Single by Aya Matsuura

from the album First Kiss
- Released: September 5, 2001
- Genre: Synth-pop;
- Length: 4:19
- Label: Zetima
- Songwriter(s): Tsunku;
- Producer(s): Tsunku;

Aya Matsuura singles chronology
| "Tropical Koishiteru" (2001) | "Love Namidairo" (2001) | "100-kai no Kiss" (2001) |

Audio sample
- "Love Namidairo"file; help;

= Love Namidairo =

"Love Namidairo" (LOVE涙色) is a song recorded by Japanese singer Aya Matsuura for her debut studio album, First Kiss. It was released as the album's third single on September 5, 2001, through Zetima.

==Background==
Matsuura performed "Love Namidairo" on her first appearance on Kōhaku Uta Gassen in 2001 on which she was the first act to perform. "Love Namidairo" was the official song performed by contestants at the Morning Musume. 5th Generation auditions. In 2002, an English-language cover, dubbed "Love Letter", was recorded by British model and singer Louise for the album Cover Morning Musume Hello! Project!. Matsuura also re-recorded the song in 2006 for her album Naked Songs. This album included arrangements with a studio brass section and more acoustic rhythm section.

==Chart performance==
"Love Namidairo" debuted at number 3 on the Oricon Singles Chart, with 75,000 copies sold in its first week.

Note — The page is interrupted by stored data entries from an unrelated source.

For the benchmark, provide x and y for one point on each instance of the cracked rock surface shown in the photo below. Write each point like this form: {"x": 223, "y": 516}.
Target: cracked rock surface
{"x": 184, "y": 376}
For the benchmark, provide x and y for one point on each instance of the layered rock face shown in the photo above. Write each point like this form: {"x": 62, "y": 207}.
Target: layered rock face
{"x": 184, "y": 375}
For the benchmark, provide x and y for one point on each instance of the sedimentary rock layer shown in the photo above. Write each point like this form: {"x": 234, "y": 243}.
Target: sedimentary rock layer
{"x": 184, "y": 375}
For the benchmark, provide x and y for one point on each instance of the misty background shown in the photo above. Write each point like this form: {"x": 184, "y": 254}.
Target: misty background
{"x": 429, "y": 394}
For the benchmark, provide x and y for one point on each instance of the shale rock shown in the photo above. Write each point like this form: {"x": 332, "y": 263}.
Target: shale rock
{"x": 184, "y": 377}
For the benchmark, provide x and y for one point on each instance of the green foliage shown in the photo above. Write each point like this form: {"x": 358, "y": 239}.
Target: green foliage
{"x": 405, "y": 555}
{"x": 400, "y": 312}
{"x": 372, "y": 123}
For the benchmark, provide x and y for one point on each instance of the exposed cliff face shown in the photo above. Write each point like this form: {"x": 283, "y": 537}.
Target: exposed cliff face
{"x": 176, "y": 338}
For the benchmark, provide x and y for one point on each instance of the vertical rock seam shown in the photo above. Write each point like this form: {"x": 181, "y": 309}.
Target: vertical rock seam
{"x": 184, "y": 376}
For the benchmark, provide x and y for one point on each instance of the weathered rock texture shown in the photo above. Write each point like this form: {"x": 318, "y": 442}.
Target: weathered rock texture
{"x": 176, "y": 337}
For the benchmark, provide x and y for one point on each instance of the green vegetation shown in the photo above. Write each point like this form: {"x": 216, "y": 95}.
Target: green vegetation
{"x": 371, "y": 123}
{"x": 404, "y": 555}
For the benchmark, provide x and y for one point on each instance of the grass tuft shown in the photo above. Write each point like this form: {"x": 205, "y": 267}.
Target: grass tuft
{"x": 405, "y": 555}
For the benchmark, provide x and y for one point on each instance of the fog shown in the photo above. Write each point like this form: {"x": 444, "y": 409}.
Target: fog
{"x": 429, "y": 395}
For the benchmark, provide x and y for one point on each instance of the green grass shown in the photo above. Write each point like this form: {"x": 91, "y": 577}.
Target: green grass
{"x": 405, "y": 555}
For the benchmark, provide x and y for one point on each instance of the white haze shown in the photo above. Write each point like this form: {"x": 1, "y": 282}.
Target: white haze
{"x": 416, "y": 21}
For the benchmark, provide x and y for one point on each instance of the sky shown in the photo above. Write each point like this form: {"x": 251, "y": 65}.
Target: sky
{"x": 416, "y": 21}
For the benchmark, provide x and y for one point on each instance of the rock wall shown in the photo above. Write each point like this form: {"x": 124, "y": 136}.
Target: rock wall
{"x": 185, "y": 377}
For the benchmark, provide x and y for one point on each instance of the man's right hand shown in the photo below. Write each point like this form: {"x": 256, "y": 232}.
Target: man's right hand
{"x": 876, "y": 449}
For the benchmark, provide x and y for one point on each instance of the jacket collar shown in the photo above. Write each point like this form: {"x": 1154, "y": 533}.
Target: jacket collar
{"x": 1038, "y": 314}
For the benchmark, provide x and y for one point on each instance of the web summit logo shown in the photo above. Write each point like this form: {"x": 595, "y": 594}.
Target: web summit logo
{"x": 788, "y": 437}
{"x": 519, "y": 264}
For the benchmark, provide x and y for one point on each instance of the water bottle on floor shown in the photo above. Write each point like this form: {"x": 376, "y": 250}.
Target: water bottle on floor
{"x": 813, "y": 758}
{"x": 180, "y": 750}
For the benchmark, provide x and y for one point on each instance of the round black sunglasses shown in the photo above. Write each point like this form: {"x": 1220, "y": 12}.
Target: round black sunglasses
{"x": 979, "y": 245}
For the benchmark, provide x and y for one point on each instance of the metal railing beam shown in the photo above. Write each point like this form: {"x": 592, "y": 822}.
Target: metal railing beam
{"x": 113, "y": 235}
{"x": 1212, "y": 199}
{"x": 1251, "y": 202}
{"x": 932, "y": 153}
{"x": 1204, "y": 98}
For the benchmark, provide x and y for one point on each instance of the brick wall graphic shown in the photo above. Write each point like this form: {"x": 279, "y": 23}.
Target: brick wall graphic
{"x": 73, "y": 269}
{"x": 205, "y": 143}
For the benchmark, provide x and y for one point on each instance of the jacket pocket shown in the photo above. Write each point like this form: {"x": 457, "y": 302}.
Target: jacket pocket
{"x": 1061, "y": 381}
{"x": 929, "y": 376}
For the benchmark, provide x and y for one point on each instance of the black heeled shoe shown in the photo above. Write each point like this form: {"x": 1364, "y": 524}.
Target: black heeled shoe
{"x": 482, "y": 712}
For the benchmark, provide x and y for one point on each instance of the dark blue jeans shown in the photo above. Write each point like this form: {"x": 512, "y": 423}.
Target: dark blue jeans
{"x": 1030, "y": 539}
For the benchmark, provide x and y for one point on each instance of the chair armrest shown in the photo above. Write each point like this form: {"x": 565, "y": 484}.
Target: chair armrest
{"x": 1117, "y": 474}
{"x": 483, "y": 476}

The single dropped to number 7 on its second week, selling 34,000 copies. It next spent a last week in the top ten, at number 10, logging sales of 23,000 copies. The single charted in the top 100 for nine weeks, selling a reported total of 172,000 units.

==Track listing==

| No. | Title | Arranger(s) | Length |
|---|---|---|---|
| 1. | "Love Namidairo" (LOVE涙色, "Love (The Color of Tears)") | Cher Watanabe; | 4:19 |
| 2. | "Marumaru (Joshi Kōsei no Shuchō)" (○○-女子高生の主張-, "Blank, Blank (Schoolgirl's Assertion)") | Shunsuke Suzuki; | 4:53 |
| 3. | "Love Namidairo" (Instrumental) | Watanabe; | 4:15 |
| Total length: |  |  | 13:27 |

==Charts==

| Chart (2001) | Peak position |
|---|---|
| Japan Weekly Singles (Oricon) | 3 |
| Japan Monthly Singles (Oricon) | 12 |

==Certification and sales==

| Region | Certification | Certified units/sales |
| Japan (RIAJ) | Gold | 200,000^{^} |
^{^} Shipments figures based on certification alone.

==Cover versions==
- You Kikkawa covered the song on her 2012 cover album Vocalist?.